The Export - ADLS File Writer provides an easy way to write SAS and CAS Datasets to Azure Data Lake Storage (ADLS) in Parquet format.
It supports writing compressed Parquet files using the snappy compression to reduce storage requirements. It also supports writing partitioned parquet datasets based in a particular column or set of columns. This allows for more efficient querying and processing of large datasets, as only the relevant partitions need to be accessed. To control how to handle data that already exists in the destination the field Existing data behavior is provided with the following configuration alternatives:
- overwrite_or_ignore: will ignore any existing data and will overwrite files with the same name as an output file. Other existing files will be ignored. This behavior, in combination with a unique basename_template for each write, will allow for an append workflow.
- error: will raise an error if any data exists in the destination.
- delete_matching: is useful when you are writing a partitioned dataset. The first time each partition directory is encountered the entire directory will be deleted. This allows you to overwrite old partitions completely.
This custom step helps to work around some of the restrictions that currently exist for working with Parquet files in SAS Viya.

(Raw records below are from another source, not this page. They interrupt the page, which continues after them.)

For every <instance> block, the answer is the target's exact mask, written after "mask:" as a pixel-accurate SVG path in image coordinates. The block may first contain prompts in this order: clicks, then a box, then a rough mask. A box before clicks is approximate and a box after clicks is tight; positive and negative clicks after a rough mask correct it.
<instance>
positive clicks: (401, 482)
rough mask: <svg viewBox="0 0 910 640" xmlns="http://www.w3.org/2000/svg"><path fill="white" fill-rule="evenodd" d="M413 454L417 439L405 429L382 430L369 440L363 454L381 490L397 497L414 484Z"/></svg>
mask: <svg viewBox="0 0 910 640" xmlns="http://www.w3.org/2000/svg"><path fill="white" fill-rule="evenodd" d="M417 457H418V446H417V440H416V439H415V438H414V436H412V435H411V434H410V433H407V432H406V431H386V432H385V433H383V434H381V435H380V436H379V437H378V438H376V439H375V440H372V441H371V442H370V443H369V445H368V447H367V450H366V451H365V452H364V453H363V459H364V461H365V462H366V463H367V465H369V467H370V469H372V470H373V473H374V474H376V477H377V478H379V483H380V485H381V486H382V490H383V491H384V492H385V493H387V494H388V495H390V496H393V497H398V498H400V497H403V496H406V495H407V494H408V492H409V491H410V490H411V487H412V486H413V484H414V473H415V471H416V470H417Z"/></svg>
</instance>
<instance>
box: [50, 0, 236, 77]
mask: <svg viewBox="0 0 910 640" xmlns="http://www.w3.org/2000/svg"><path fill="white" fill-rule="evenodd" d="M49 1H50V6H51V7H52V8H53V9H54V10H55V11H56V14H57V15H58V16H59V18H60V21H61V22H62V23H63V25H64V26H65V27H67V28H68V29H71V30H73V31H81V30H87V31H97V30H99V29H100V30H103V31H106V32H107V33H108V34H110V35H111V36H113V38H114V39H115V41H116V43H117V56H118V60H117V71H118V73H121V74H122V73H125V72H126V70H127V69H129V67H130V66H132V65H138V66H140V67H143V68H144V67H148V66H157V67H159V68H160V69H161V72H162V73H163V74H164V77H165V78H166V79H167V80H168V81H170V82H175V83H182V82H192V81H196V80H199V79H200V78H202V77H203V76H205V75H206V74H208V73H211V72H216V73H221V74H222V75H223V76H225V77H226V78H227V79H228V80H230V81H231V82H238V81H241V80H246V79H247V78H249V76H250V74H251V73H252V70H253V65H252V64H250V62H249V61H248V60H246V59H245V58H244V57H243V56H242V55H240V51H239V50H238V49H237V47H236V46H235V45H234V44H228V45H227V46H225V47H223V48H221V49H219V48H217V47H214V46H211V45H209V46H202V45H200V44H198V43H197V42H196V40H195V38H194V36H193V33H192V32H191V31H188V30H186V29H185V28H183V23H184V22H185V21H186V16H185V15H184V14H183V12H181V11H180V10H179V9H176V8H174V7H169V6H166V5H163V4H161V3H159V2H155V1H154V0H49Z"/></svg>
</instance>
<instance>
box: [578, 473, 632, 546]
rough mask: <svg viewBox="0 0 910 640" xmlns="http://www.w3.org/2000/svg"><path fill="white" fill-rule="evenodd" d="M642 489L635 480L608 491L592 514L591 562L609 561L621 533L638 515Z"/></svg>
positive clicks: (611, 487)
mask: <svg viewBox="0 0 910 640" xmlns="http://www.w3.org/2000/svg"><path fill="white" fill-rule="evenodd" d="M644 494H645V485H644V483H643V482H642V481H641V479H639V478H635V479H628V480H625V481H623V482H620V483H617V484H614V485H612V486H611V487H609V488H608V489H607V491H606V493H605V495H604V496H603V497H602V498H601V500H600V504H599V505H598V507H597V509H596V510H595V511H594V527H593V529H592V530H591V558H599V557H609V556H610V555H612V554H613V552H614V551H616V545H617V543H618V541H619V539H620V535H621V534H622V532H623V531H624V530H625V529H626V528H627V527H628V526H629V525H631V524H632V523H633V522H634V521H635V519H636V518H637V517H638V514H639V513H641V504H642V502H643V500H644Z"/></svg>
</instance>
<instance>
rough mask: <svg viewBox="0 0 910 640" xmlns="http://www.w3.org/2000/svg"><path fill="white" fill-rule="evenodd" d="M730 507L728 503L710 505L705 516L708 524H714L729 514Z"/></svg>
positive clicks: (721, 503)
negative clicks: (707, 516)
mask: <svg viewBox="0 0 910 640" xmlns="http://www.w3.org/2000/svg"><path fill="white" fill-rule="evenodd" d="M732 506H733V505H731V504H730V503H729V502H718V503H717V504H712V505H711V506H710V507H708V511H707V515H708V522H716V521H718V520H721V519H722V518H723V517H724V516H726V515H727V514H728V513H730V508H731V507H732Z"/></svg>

Please check the following documentation that lists those restrictions for the latest SAS Viya release:
- Restrictions for Parquet File Features for the libname engine (SAS Compute Server)
- Azure Data Lake Storage Data Source (SAS Cloud Analytic Services)
- Path-Based Data Source Types and Options – which has a footnote for Parquet (SAS Cloud Analytic Services)
This customs step depends on having a python environment configured with the following libraries installed:
- pandas
- saspy
- azure-identity
- pyarrow
- adlfs
Tested on Viya version Stable 2023.03 with python environment version 3.8.13 and the libraries versions:
- pandas == 1.5.2
- saspy == 4.3.3
- azure-identity == 1.12.0
- pyarrow == 10.0.1
- adlfs == 2023.1.0
- Version 1.0 (20APR2023)
- Initial version